Fear of failure risks stalling the momentum on progressing the sustainability agenda. Businesses should embrace a more honest and transparent approach to enable others to learn from their mistakes, writes Richard Hardyment.
Why do companies fear failure? Or rather, why do so few in the world of responsible business want to talk about it? We rarely hear of a brand with a purpose that flopped, of eco-innovations with a negative return, or supply chain transformations that proved too difficult. If we want a step change in sustainable business, it’s vital that we learn from what hasn’t worked as well as what has.
We work in an industry that prizes transparency. So why the silence? It’s all the more surprising because the truth is that progress is never linear. There are setbacks, trade-offs, trial and error and outright disasters. Creating a more sustainable corporation is neither straight-forward nor easy.
Behind the scenes, some sustainability ventures – particularly the forward-thinking ones that push the boundaries – often result in failure. Consumers don’t take to a new offer. A business case just can’t be made. In this situation, most companies batten down the hatches. They close the doors – shred the paperwork! – do anything but talk about it….
There is a cultural reason for this: we hate failure. In the corporate world, being a “winner” is supposedly valued. Failure is painted as humiliating. Who wants to head a team that presides over an expensive flop? Talking about what hasn’t worked stokes fears. What might shareholders think?
This is a great shame. We could learn so much from these setbacks. Progressive corporate sustainability needs companies to try and fail as much as it needs successes – and by sharing the information, we can all learn.
The Silence of Success
There is another even more surprising field where silence reigns. As well as failures, big success stories are often amazingly thin on detail.
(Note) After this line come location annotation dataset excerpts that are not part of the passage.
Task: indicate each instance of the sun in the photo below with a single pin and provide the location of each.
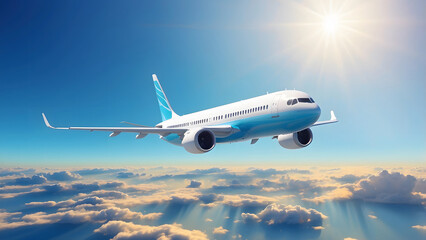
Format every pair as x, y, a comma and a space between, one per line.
330, 24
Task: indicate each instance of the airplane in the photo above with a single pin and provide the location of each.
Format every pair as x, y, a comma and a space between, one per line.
284, 115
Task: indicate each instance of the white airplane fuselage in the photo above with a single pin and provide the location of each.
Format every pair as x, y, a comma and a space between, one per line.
285, 115
263, 116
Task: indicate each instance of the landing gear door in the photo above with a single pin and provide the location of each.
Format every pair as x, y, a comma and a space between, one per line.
275, 103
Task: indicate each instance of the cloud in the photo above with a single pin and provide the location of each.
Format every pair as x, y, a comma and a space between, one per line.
36, 179
62, 176
388, 188
208, 171
129, 175
220, 230
348, 178
271, 171
383, 188
95, 171
341, 193
420, 185
194, 184
108, 194
80, 215
125, 230
419, 227
276, 214
246, 200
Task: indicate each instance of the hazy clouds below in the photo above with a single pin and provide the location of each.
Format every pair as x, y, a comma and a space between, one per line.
214, 203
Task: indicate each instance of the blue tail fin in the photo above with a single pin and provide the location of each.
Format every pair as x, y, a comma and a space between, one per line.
165, 108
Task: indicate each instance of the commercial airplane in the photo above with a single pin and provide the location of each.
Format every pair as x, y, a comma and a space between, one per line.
285, 115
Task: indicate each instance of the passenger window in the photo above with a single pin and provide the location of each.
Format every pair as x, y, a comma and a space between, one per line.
307, 100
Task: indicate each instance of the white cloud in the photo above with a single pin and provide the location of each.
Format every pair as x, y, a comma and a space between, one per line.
246, 200
419, 227
125, 230
79, 215
388, 188
220, 230
194, 184
62, 176
275, 214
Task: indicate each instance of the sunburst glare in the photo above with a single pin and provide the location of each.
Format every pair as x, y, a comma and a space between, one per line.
331, 23
334, 37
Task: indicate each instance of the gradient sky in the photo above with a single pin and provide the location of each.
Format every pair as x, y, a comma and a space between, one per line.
90, 64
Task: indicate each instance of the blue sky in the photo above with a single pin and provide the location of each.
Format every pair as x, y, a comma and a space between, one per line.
90, 64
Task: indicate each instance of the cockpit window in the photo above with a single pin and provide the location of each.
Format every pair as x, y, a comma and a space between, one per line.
305, 100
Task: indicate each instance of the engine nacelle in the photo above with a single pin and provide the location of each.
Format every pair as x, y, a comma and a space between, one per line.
296, 140
199, 140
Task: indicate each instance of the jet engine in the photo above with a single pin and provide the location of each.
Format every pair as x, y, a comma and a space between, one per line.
296, 140
198, 140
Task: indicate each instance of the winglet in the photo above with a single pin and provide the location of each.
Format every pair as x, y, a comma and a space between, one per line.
333, 117
45, 121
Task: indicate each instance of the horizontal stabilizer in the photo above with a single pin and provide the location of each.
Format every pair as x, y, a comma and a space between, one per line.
333, 119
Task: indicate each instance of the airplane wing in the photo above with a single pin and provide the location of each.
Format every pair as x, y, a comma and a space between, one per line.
333, 119
219, 131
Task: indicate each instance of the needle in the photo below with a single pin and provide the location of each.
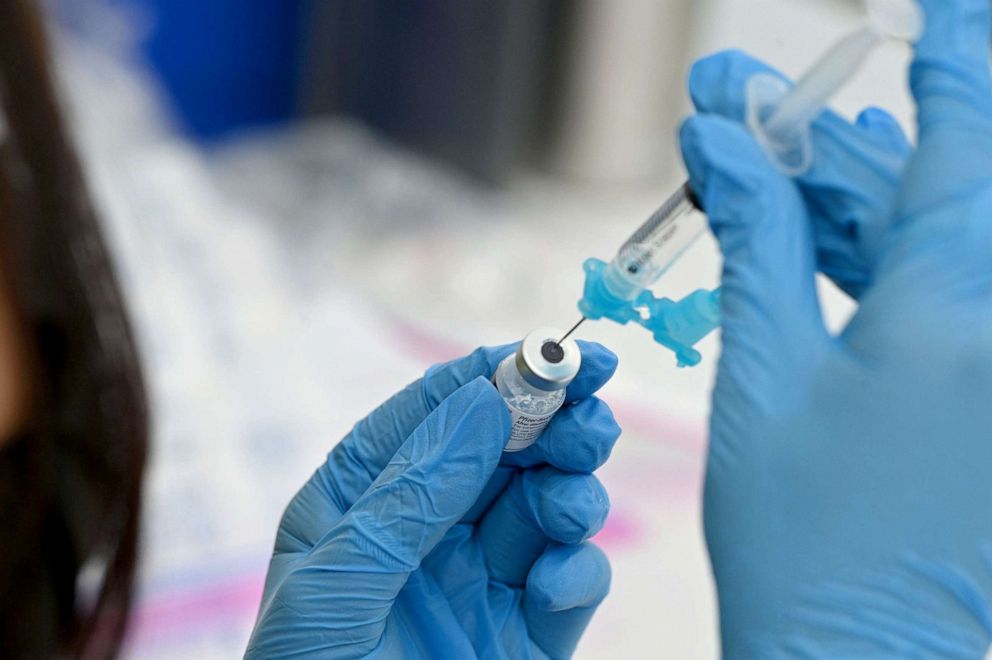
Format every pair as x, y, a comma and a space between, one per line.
574, 328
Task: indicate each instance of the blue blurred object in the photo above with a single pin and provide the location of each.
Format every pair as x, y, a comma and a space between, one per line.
847, 492
227, 64
678, 326
413, 540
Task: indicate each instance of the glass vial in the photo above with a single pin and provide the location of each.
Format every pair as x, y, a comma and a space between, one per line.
532, 381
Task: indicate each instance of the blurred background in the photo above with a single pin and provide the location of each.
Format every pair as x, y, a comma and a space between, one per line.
310, 201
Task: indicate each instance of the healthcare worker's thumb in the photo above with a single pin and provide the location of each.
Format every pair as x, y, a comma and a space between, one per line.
359, 567
770, 312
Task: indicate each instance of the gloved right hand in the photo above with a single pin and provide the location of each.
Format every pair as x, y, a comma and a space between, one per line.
848, 501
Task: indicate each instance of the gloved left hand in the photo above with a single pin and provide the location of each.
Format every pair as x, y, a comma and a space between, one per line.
418, 537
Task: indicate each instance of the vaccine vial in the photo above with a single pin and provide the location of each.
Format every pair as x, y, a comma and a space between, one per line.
532, 381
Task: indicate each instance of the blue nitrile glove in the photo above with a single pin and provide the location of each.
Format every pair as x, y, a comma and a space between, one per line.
848, 499
413, 540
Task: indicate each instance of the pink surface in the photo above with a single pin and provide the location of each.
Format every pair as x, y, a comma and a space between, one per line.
165, 615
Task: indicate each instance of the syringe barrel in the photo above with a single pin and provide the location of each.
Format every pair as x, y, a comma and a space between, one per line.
811, 93
656, 245
681, 202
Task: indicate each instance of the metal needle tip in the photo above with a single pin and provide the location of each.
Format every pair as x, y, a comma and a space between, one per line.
569, 333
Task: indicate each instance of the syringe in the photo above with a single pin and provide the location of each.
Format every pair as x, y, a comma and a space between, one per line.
779, 117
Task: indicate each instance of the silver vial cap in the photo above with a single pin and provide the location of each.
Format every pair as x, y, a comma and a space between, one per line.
548, 369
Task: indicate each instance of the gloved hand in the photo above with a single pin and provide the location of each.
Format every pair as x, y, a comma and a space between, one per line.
848, 497
413, 540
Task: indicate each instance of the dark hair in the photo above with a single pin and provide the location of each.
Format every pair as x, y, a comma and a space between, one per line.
70, 485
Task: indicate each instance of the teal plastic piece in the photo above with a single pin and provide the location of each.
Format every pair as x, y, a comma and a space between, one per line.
598, 302
676, 325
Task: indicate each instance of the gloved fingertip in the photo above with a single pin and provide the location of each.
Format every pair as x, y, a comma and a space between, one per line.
885, 128
724, 162
581, 438
476, 409
568, 577
571, 508
598, 366
443, 379
717, 82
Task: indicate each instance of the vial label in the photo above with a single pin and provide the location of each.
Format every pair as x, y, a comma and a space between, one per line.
525, 429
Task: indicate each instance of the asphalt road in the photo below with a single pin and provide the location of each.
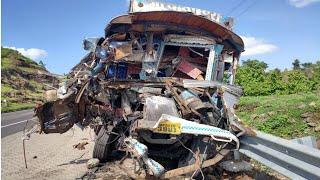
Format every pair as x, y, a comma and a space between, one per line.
15, 121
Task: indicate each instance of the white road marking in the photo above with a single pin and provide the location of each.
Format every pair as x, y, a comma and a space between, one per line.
33, 119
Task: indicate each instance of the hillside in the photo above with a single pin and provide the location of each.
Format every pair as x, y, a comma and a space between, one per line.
22, 81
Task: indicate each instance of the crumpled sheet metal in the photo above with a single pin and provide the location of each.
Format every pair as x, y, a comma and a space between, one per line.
189, 127
141, 151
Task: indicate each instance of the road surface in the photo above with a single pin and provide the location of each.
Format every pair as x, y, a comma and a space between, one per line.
15, 121
49, 156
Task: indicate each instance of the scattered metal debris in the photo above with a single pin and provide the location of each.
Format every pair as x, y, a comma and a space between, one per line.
158, 86
80, 146
94, 162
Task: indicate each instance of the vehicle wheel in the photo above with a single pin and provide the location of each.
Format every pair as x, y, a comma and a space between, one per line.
104, 145
206, 151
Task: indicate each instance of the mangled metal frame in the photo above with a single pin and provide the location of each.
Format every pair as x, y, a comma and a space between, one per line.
175, 110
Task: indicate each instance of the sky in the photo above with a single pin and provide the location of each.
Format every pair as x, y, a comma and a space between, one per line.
274, 31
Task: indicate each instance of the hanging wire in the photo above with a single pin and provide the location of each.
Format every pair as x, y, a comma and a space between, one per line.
245, 10
235, 7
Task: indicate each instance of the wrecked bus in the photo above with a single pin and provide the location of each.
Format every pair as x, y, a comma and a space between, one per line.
159, 85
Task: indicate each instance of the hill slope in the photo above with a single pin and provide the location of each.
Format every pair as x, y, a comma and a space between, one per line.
22, 81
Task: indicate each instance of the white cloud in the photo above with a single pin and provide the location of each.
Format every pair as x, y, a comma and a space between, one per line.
302, 3
32, 53
254, 46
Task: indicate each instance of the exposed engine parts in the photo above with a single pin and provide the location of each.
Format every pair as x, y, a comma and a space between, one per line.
159, 92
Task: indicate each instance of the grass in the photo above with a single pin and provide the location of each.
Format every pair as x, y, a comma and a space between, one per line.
281, 115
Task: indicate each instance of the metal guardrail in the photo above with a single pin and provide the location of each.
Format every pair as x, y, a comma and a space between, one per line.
293, 160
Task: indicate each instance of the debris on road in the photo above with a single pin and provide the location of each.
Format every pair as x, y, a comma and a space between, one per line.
159, 86
80, 146
94, 162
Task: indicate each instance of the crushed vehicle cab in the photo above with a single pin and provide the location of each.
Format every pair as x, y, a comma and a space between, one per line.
158, 85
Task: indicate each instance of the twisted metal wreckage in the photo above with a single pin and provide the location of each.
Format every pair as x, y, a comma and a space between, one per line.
159, 86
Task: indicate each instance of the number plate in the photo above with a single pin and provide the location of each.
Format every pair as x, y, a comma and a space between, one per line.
167, 127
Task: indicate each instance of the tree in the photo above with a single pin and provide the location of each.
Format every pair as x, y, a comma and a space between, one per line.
296, 64
42, 64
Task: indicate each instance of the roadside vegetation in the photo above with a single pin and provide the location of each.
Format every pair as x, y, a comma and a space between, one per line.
22, 81
286, 104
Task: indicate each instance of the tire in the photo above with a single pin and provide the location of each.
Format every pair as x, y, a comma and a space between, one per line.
104, 145
206, 151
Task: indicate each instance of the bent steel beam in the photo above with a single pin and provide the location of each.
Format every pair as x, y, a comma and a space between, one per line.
288, 158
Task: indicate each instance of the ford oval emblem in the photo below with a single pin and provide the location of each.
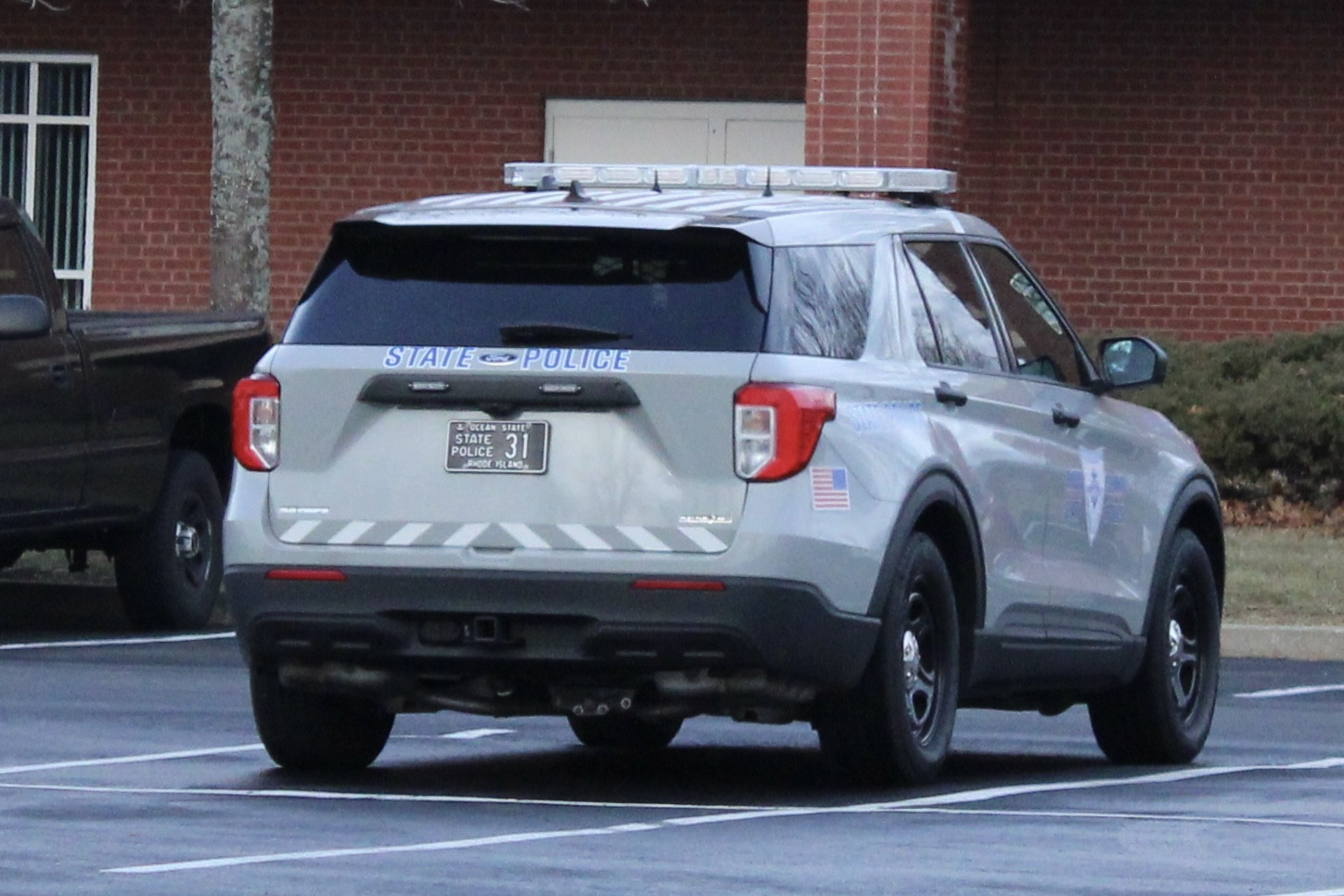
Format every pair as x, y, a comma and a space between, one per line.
497, 359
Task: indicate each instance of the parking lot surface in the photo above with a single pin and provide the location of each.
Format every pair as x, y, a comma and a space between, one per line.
131, 766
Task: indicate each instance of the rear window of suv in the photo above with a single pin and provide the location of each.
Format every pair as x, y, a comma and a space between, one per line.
665, 290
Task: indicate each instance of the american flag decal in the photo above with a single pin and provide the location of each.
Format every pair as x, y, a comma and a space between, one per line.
829, 488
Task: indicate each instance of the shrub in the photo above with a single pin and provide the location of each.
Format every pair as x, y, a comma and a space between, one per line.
1268, 414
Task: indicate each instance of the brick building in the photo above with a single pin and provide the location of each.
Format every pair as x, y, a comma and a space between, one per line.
1173, 167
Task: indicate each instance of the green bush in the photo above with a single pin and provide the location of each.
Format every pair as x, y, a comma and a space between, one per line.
1268, 414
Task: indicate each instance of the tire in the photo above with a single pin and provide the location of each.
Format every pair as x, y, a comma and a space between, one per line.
311, 731
895, 725
1164, 715
168, 569
624, 733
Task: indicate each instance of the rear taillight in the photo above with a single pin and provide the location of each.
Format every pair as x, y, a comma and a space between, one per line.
775, 428
257, 422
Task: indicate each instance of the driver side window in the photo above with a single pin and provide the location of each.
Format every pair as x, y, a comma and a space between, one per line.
1041, 344
15, 272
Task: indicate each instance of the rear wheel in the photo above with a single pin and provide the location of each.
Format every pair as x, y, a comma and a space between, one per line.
311, 731
170, 567
624, 733
1166, 712
895, 725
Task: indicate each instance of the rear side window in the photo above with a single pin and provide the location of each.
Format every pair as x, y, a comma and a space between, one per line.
15, 273
663, 290
819, 301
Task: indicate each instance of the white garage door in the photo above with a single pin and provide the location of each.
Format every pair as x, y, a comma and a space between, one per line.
731, 134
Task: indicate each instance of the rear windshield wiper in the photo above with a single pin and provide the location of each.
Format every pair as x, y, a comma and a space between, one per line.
556, 335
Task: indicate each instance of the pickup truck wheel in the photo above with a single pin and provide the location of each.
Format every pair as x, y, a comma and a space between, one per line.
311, 731
895, 725
624, 733
168, 569
1164, 715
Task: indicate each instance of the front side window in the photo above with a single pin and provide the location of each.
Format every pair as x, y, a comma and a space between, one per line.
963, 331
47, 143
1042, 345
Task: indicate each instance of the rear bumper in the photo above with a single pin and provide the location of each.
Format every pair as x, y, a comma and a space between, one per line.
546, 623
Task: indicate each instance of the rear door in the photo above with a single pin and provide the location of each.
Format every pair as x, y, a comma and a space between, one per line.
505, 389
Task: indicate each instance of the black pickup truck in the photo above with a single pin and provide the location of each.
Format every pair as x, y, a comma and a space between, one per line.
114, 434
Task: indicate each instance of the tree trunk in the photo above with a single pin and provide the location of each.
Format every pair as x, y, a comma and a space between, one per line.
239, 176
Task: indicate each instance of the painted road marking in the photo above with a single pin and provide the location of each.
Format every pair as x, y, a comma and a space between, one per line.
377, 797
723, 817
117, 643
125, 761
1289, 692
476, 734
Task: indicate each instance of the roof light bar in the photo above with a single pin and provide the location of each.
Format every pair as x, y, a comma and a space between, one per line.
801, 177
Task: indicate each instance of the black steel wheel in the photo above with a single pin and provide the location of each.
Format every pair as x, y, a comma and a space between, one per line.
1166, 713
311, 731
624, 731
170, 567
895, 725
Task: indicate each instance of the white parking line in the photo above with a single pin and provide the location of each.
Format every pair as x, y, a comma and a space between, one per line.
117, 643
476, 734
375, 797
726, 817
125, 761
1289, 692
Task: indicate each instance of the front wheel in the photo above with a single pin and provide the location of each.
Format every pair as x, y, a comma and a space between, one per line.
311, 731
170, 567
1166, 713
895, 725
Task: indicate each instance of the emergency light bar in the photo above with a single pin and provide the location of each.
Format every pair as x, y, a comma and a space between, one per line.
804, 177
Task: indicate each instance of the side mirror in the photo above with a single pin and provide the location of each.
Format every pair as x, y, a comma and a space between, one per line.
23, 316
1131, 362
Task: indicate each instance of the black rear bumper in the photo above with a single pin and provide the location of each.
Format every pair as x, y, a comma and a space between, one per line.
470, 622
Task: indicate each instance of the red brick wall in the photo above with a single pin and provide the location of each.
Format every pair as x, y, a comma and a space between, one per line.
152, 211
375, 101
1164, 165
1167, 165
383, 101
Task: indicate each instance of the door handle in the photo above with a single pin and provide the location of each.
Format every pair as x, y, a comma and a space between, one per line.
1065, 418
948, 395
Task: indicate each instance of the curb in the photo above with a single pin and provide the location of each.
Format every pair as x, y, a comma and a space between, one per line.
1284, 643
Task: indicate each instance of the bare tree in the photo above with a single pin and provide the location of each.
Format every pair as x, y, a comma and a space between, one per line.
243, 134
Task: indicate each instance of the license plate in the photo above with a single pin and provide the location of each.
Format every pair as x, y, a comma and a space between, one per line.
497, 446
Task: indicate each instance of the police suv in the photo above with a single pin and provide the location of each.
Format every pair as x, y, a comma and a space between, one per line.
637, 443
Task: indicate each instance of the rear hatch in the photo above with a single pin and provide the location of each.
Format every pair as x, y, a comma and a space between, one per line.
505, 387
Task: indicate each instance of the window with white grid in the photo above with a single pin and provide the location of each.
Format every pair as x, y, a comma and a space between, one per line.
48, 109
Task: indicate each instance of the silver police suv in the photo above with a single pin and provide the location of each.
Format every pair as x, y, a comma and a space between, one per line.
636, 443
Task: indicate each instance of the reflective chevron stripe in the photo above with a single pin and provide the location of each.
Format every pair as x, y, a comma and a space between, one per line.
566, 536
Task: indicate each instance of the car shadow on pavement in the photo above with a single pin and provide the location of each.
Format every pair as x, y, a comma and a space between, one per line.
44, 610
680, 775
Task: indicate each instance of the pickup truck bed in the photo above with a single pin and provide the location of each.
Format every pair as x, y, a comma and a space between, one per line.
116, 433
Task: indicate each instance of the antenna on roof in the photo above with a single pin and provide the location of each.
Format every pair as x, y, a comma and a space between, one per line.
577, 194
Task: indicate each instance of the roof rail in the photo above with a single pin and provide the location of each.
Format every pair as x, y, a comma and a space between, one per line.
900, 182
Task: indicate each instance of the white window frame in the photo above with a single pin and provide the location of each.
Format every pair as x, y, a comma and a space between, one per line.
32, 120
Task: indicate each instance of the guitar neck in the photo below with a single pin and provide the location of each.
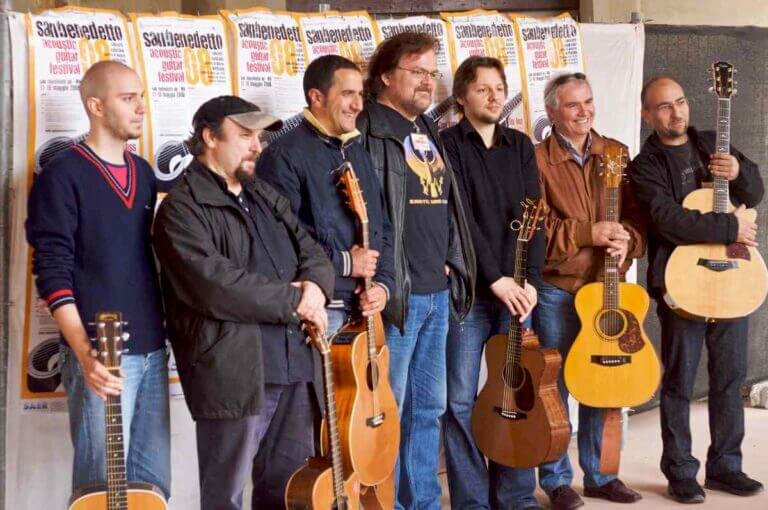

Case studies hail a fantastic innovation. Claims are made of cost savings of millions of dollars. But scratch beneath the surface, and hard numbers on sales volumes, cost profiles, business returns and even social impact are typically lacking.
The cause here is entirely different. It’s not embarrassment. It’s commercial confidentiality. As soon as an innovation is really successful, it becomes commercially sensitive. If a sustainable innovation becomes a runaway success, the sales data, price points, cost structure and marketing strategy become a gold mine.
Competitors might copy us! Money-saving technologies could be mimicked! The real stories behind successful innovations become a closely guarded secret.
Creating Room to Succeed and Fail
We need to create more space for companies can share their triumphs and shortcomings.
One way to facilitate more data sharing is to anonymise it. LBG, the global standard for measuring corporate community investment, was founded on a model of sharing inputs, outputs and impacts. Members have access to the detail, governed by a code of conduct as to how it can be used. In public documents, aggregating the data by industry keeps the most sensitive statistics confidential.
Secondly, we need to create an industry-wide culture that is receptive to business talking about trade-offs, partial successes, even outright flops.
Danske Bank used to have a wonderful section of the CR report focused on dilemmas (for example: “Who should pay for the cost of financial inclusion?”). This format presents two sides to an argument; it demonstrates the balance a firm has sought.
Back in 1998, Shell’s first sustainability report was entitled “Profit and Principles: Does there have to be a choice?”
Too few businesses take the opportunity of missing a target to really explain what they learnt from the process. They fear opening themselves up to criticism. Yet the truth is stakeholders don’t expect businesses to succeed all of the time. Ambition requires stretch. That means victory sometimes, and partial defeat at others. The important thing is to explain what’s been learnt along the way.
When it comes to success, no company wants competitors stealing their ideas. But more information on how accomplishments were designed and executed can raise the bar for all. A rising tide – say, more consumers embracing sustainable choices – can lift all the boats. Cross-sector learning – so-called pre-competitive collaboration – can also help to overcome competitive barriers.
Many sustainability challenges can only be solved by working together – companies, governments and civil society. That requires more space to celebrate and fail. Let’s share more detail on successes. Let’s celebrate those tricky trade-offs. Let’s really learn from flops. With all the huff and puff of sustainability reports, such tales could make for some fascinating reading.